Attempts by many other journalists to interview her have failed. She has not responded to messages left for her at her Budapest apartment.

Cristiana goes missing

Neighbours have not seen her. Her flat in a Budapest building has been shuttered.

Discussions with acquaintances and former work colleagues paint a picture of a woman with an impressive intellect but with a string of short-term jobs.

One report quoted an unnamed former friend as saying about her: “Good-willed, not a business type, more like someone who often tries something new, who quickly believes things and then gets enthusiastic about that.”

‘Not a good employee’

A former US humanitarian administrator, however, spoke poorly about Cristiana.

Kilian Kleinschmidt had hired her in 2019 to run a six-month Dutch-funded programme to train Libyans in Tunisia in subjects such as hydroponics, IT and business development.

“Cristiana. That was one of the biggest mistakes of my life, I think,” Kleinschmidt told news agency Reuters. “It was simply awful on a personal level... At some point I said enough is enough. I should probably have done it sooner. I said that's enough and I sent her home a month early.”

PhD from London

Cristiana practised her drawing as part of a Budapest art club. But she has not attended classes for a couple of years, said the organiser of the group who said she seemed more like a businesswoman than an artist.

According to media reports, in the early 2000s, she earned her PhD in physics at the University College London, where her dissertation on positrons — a subatomic particle with the mass of an electron and a positive charge — remains available on the UCL website.

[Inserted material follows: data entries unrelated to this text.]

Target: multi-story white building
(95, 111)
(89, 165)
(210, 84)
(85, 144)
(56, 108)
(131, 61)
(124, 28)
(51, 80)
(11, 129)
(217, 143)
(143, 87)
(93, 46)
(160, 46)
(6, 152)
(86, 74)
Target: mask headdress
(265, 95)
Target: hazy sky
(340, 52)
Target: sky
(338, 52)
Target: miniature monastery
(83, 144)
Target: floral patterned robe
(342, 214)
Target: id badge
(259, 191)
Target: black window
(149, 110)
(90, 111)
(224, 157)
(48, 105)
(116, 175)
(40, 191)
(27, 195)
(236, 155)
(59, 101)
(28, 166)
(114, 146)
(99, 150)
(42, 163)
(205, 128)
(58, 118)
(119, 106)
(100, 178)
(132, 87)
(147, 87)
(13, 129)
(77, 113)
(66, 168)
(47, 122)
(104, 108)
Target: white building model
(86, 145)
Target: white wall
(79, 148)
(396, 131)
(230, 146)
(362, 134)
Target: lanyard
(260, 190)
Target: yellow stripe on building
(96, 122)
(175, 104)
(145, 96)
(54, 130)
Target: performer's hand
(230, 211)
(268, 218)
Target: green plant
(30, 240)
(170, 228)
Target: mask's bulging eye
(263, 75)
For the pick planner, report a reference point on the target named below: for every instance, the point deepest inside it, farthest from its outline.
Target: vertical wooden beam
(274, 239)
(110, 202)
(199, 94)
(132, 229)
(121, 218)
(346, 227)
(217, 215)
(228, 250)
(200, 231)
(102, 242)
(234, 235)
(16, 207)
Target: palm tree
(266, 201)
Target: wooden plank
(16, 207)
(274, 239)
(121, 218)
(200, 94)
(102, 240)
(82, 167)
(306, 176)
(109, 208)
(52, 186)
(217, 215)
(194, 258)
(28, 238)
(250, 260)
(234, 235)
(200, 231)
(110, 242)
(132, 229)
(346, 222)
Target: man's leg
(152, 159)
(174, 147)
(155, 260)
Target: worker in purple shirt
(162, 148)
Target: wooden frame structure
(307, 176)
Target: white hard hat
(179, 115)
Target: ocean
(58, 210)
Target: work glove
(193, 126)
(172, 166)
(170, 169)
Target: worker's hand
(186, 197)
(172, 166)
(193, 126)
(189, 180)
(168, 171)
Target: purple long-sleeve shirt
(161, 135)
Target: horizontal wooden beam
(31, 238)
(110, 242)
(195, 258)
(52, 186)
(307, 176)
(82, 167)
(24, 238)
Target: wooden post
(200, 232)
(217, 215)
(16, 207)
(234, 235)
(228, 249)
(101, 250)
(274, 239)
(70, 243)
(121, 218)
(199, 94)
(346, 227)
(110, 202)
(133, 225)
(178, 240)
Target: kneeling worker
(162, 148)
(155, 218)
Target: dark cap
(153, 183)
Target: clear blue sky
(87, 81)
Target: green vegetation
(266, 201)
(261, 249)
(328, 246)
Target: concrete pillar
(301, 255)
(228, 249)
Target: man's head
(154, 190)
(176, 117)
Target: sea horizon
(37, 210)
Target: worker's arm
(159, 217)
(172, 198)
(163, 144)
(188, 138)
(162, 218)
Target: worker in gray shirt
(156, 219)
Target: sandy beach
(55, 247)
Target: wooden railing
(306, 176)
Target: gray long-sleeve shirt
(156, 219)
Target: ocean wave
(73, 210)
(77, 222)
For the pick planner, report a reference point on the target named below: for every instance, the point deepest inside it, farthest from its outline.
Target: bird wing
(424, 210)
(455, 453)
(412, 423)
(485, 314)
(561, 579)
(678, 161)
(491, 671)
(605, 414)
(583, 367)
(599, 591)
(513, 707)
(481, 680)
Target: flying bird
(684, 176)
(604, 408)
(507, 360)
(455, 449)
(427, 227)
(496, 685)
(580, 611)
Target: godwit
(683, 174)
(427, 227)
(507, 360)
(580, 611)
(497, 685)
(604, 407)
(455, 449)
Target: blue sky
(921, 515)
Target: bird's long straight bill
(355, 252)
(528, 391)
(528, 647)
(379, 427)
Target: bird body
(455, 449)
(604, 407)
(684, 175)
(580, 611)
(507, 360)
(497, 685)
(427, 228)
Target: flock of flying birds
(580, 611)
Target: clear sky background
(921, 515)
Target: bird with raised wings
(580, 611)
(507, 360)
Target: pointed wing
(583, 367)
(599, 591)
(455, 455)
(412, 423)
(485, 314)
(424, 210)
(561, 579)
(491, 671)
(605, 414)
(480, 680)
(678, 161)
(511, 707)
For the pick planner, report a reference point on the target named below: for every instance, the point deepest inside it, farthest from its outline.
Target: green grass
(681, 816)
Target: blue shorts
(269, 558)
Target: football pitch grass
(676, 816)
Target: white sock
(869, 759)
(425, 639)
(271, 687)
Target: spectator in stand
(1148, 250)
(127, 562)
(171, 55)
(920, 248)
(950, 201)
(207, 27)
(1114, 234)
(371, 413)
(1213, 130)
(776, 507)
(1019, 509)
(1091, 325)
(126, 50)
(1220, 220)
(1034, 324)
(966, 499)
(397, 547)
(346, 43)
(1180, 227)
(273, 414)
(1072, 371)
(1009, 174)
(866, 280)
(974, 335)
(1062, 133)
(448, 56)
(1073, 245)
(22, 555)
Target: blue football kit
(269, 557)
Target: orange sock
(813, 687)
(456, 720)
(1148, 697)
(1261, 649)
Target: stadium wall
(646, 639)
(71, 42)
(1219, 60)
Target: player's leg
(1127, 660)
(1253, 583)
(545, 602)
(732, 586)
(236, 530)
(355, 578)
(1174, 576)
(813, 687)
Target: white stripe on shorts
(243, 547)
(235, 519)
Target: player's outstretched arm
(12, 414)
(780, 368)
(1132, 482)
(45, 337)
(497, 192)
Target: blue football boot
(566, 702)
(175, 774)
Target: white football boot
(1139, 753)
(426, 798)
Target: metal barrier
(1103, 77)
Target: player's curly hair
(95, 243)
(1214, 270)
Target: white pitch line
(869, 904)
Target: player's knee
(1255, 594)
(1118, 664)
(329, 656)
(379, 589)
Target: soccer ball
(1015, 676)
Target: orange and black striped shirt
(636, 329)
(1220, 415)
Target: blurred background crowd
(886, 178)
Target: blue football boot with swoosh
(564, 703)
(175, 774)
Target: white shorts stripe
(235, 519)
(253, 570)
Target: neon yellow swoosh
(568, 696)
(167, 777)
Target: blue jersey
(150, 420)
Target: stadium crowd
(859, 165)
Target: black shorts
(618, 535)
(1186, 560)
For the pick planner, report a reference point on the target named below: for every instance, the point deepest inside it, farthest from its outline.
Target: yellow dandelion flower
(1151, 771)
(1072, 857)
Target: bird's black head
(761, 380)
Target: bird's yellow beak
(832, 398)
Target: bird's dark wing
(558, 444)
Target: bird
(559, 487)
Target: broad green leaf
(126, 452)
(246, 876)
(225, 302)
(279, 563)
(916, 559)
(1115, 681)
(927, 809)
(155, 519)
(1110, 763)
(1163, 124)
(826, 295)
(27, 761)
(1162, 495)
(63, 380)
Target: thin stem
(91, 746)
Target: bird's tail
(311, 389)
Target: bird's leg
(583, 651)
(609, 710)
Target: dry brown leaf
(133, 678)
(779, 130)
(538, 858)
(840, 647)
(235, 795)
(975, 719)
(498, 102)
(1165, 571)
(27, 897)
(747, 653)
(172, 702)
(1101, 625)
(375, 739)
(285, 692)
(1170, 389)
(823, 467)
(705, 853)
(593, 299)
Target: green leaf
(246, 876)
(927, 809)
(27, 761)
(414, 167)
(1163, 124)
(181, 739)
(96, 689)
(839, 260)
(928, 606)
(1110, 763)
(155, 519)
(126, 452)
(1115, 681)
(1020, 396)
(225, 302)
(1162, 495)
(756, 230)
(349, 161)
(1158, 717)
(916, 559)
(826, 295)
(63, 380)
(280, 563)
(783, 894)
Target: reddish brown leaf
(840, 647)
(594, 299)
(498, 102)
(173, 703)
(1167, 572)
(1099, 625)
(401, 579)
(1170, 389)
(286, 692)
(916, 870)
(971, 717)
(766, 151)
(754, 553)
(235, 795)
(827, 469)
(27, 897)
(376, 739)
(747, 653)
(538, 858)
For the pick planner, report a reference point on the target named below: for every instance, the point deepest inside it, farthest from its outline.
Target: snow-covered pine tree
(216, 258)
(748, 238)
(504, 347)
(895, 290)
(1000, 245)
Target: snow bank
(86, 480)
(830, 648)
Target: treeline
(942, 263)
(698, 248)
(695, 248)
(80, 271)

But the woman never pursued a scientific career.

Cristiana’s “job” she never had

In a CV on the BAC Consulting website, Cristiana described herself as a “Board Member at the Earth Child Institute”, an educational and environmental charity in New York. But its founder, Donna Goodman, told Reuters that Cristiana had never held any role there.

She had been an intern earlier at the International Atomic Energy Agency in 2008-09.

BAC Consulting’s website provided little idea of the company’s actual business in Hungary. Its registered address is a service office in a Budapest suburb.

Where is the woman?

In her CV, Cristiana described herself thus: “With excellent analytical, language, and interpersonal skills, I enjoy working and leading in a multicultural environment where diversity, integrity, and humour are valued.”

Right now, however, no one seems to know where Cristiana is and what role, if any, she played in the pagers blasts that have pushed the already volatile Middle East closer to a full-fledged war.